Worse, you end up getting unwanted marketing literature.

Case in point: two IT vendors offered no other channel of contact other than a web form. Why they would do such a thing is beyond me. As a member of the press, I wanted to include their companies in an article. Yes, there was a general phone number but a) I prefer email and b) voicemails are often not replied to either. So I always want to email. But with a growing list of companies, that is problematic. They may have a sales email address, but getting a sales guy to reply to anything but a sales lead is a low percentage shot. Others have an info@ email address. But those communications seem to disappear into another dimension.

That leaves the web form.
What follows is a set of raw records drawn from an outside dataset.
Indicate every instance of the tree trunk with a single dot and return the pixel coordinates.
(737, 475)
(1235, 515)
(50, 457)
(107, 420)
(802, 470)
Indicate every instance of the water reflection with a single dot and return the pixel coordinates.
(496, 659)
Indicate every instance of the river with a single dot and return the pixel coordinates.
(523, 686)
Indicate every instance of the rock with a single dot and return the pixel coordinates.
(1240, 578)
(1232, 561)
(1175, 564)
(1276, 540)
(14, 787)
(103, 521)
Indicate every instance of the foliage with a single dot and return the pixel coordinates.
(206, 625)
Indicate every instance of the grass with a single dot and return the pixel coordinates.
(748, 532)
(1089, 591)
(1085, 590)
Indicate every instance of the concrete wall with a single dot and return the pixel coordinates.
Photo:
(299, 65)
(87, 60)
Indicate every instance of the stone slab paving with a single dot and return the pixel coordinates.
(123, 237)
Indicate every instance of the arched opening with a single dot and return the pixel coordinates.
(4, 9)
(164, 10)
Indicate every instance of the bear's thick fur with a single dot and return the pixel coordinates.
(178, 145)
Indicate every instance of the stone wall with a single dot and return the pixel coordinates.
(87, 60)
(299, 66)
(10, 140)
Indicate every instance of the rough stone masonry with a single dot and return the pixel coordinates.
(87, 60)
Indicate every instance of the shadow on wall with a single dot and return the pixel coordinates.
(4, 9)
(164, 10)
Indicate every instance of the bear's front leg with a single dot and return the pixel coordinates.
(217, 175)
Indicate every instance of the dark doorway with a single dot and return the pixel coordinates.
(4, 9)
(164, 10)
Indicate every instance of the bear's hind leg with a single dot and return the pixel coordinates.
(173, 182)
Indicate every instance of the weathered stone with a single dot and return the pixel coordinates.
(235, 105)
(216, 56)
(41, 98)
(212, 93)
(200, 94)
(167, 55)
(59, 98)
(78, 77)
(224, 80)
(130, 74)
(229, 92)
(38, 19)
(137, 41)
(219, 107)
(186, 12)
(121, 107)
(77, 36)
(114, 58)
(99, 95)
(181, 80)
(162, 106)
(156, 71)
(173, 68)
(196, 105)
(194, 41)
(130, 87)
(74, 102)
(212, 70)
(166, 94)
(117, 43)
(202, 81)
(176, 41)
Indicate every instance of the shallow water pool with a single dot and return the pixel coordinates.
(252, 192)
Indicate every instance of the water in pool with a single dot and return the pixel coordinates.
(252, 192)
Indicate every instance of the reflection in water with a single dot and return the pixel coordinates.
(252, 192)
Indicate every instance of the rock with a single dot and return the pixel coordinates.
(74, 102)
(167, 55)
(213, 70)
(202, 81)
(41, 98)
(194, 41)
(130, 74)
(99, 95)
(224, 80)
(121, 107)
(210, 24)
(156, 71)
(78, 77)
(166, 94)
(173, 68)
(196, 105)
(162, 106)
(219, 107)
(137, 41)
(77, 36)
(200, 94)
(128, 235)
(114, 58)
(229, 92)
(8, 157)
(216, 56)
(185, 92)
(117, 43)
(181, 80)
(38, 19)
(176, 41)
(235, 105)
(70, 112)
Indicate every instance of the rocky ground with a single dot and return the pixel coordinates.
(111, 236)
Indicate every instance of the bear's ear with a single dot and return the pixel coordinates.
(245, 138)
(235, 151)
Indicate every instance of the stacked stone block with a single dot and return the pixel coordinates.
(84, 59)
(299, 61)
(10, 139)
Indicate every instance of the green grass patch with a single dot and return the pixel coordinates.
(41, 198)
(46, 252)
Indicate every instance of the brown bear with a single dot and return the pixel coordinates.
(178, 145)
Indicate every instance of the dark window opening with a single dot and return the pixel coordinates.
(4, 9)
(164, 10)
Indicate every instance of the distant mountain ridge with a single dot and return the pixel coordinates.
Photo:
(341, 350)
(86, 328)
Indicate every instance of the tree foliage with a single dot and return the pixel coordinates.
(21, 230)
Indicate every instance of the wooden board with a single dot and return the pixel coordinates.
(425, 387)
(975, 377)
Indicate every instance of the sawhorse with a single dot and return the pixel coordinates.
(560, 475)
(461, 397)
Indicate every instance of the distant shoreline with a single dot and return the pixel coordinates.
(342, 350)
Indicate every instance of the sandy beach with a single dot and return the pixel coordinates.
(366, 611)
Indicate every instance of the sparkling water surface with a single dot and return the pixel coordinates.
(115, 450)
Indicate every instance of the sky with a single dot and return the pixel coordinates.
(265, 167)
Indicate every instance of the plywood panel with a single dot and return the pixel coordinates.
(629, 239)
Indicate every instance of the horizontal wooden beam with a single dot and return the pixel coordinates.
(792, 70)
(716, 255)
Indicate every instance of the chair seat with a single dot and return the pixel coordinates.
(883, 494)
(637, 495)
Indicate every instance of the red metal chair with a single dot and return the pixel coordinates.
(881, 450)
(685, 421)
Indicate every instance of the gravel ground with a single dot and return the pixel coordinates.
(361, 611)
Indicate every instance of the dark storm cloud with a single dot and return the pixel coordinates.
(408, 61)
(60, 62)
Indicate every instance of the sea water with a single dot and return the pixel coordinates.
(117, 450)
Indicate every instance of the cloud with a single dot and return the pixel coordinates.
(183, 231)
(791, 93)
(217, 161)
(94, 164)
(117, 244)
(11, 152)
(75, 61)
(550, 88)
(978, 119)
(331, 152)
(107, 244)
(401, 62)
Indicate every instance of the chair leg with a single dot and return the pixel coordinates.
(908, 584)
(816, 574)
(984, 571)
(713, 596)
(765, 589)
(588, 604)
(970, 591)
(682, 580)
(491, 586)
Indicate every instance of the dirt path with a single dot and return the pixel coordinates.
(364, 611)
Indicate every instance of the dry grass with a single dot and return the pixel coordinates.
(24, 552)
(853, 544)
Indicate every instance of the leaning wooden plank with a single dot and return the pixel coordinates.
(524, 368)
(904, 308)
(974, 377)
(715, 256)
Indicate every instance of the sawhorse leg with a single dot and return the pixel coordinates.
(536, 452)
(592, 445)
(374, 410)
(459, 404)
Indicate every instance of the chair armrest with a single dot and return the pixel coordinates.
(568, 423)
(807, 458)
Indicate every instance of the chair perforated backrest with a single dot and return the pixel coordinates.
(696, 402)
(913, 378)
Firstly, you are required to add all sorts of information. They want your name, address, phone, email, country, age, demographics, which of their products you want, size of company, shoe size, on and on. You fill out all this unnecessary data, label it at the top as a media inquiry and what happens? For the two companies in question – no reply. One not only ignored the inquiry but added me to its marketing mailing list. Now they send me spam about products I am never going to buy.

Clearly, no one is responsible for these web forms in about 50% of companies. That makes them a liability. Try filling in the web form for your own company (or one you represent) and see if anyone responds. The best that is likely to happen is to be added to the marketing list.

Both companies in question failed to capitalize on an opportunity to appear in a magazine article. Yet I guarantee you that they are desperate to receive more coverage. They may even be paying a lot to try to generate good PR. Yet simple basics like responding to web forms may be cutting their throats.

Points to address:

  1. Fill out your own web form (or ask a friend to do it) and see if anyone replies.
  2. Send an email to your info@companyname.com email address and see if anyone replies.
  3. Make someone responsible to respond in a timely fashion to both.
  4. Put an email address at the top of every press release so it is easy to contact you.